Carving Out the Commons

Amanda Huron’s new book grounds the romantic notion of urban commons in the everyday struggles of working people.

Rowhouses along Wallach Place NW, Washington, D.C., as seen from the intersection with 13th Street.Ian Poellet / Wikimedia


By now, you could be forgiven for assuming that “the commons” refers to another cocktail bar or coffee shop in yet another neighborhood people used to be able to afford. In Chicago, the Commons Co-op is a co-working space inside a cocktail lounge inside a Virgin-branded boutique hotel. In Brooklyn, Common is a property management start-up (backed by $65 million in venture capital) that specializes in something called “co-living.” For just $1,400 a month, Common tenants in New York City get a private bedroom and share amenities like a bathroom, kitchen, and free coffee: an Instagrammable SRO. Common calls this “city living made better.”

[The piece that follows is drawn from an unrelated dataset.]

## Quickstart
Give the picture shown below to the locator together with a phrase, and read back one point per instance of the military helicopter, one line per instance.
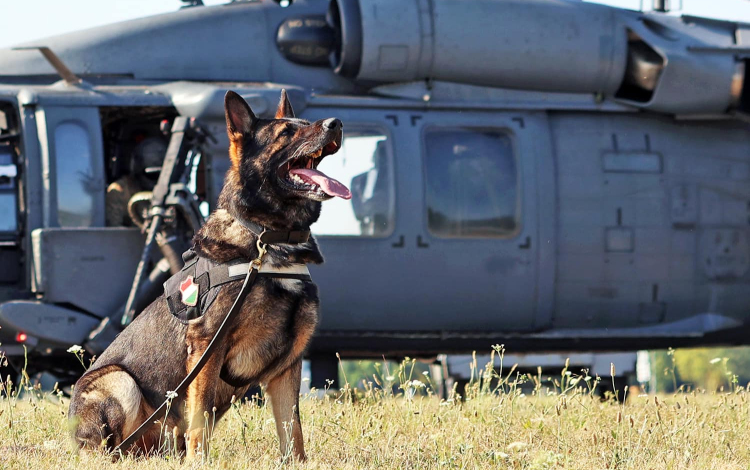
(546, 174)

But it wasn’t long ago that a different kind of urban cohousing proliferated, organized by and for the working class: limited-equity cooperatives (LECs). Amanda Huron’s new book, Carving Out the Commons, focuses on ten LECs formed during the first wave of gentrification in Washington, D.C., and considers their history and future as urban commons.

A geographer and urban planner who teaches social sciences at the University of the District of Columbia, Huron demonstrates how tenants resisted eviction and built their political power to reclaim housing from capitalists. In doing so, she grounds the urban commons in the everyday struggles of working people.